The bottom line is that crossbreeding is more profitable. “The main factor was 153-day longer herd life of the crossbreds with their Holstein herdmates,” says Amy Hazel Loeschke, one of the primary research scientists involved with the study. (Note: Other studies have shown that herd replacement and turnover costs are the biggest driver of profitability in dairy herds.)

“The crossbred cows, on average, had delayed replacement, and therefore, their cost for replacement was substantially reduced,” says Loeschke. The superior fertility (fewer days open and higher conception rate) of the crossbreds also influenced persistency of production, frequency of calving and herd life, she says.

The next most important factor affecting profitability was reduced health treatment costs in the crossbreds, which were concentrated on less ketosis, milk fever and displaced abomasa and less mastitis, she says.

The crossbreds also had increased calf value, because they had lower stillbirth rates which resulted in more calves born during their lifetimes. The crossbred bull calves also had higher value.

Some herds who have used Montbeliarde AI bulls have reported more calving difficulty and have gone to sexed semen. But in the U of M trial, this was not an issue. “Because of these observations…, we don’t have a special recommendation for the use of Montbeliarde sexed semen for calving ease,” Loeschke says. “For all breeds, it is wise to avoid AI bulls with calving difficulty or poor disposition.”

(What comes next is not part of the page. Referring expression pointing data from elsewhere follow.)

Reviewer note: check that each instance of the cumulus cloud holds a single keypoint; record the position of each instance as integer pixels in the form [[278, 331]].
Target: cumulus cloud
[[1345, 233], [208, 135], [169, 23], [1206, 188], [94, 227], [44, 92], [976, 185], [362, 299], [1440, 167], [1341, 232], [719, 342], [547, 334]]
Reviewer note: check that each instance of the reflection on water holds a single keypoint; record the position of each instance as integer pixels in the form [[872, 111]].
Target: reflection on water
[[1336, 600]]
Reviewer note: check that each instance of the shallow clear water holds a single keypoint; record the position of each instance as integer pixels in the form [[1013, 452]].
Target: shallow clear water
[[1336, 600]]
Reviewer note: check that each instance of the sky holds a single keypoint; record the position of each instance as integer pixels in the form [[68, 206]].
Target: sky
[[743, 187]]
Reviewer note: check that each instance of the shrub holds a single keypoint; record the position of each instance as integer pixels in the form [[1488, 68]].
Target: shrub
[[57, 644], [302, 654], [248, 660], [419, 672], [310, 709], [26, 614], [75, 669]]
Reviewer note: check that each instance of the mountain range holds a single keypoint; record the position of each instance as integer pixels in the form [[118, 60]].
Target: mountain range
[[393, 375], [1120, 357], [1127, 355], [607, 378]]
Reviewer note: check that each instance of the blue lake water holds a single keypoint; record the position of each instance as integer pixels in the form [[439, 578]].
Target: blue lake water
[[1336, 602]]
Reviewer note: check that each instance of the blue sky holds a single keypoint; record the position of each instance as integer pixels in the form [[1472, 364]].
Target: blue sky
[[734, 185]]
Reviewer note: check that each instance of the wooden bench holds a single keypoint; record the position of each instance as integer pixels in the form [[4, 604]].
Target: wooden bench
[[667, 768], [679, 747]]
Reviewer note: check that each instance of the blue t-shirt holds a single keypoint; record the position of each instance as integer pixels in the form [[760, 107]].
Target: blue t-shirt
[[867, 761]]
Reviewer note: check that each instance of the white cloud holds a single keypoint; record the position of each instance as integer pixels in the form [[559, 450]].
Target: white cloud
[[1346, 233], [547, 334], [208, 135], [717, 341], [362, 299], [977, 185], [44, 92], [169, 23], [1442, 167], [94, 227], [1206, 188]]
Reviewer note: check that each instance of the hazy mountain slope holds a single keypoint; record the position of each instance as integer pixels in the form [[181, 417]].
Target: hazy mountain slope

Some farmers have also expressed concern about crossbreeding simply because they view it as complex, knowing which bulls to breed to which cows when. But using a color-coded ear tag system or codes within the farm’s management software can greatly simplify the process.

And maintaining an updated semen inventory of the three breeds is critical. But Loeschke notes that all three breeds have total merit indexes than can be used to select top ranking bulls. “Managing ProCROSS for a herd is much less complex than mating A.I. bulls appropriately to cows of the same breed in order to provide inbreeding protection,” says Loeschke.

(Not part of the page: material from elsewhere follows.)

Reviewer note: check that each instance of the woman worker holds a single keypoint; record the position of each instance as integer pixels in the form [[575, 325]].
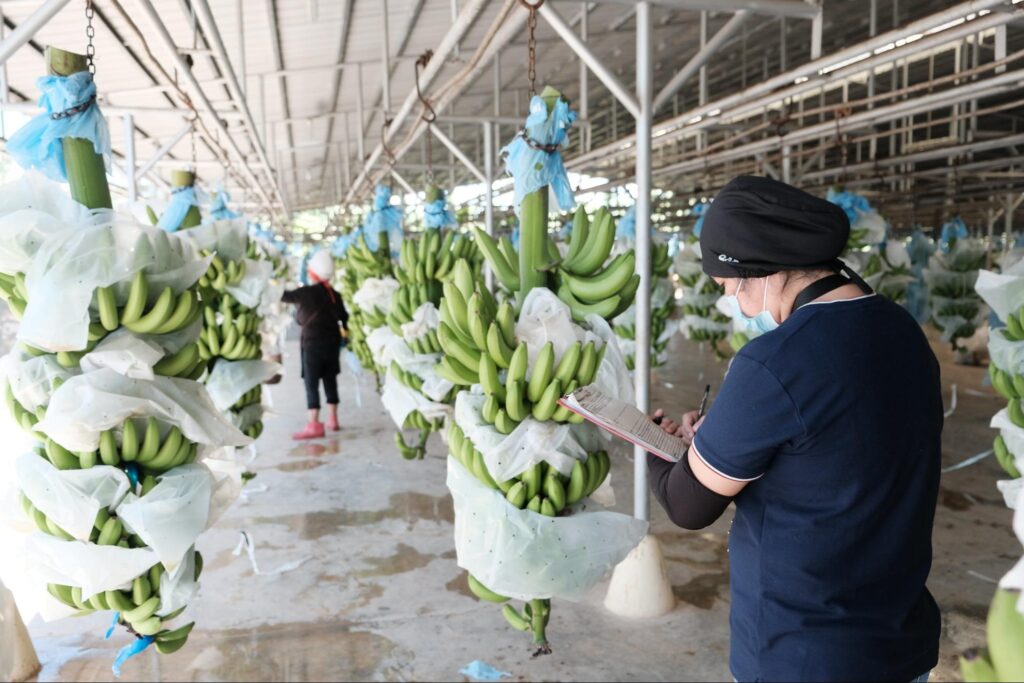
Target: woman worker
[[826, 435], [323, 318]]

“If daughter-proven bulls are chosen, then perhaps as few as three sires per breed can used at a time,” she says. “When semen from genomic-only AI bulls are used, a larger number of bulls should be used and they should be turned over more frequently.”

She also notes AI bull selection should be done three times per year after each sire evaluation is released to ensure top sires are always used.

In the end, the U of M trial confirmed that crossbreeding is a viable, reasonable option. “For all seven herds in the study, the ProCross cows had more profit per day than their Holstein herdmates,” she says. “Five of the seven dairy herd owners in the study intend to maintain or increase the proportion of crossbreds in their herds with time.”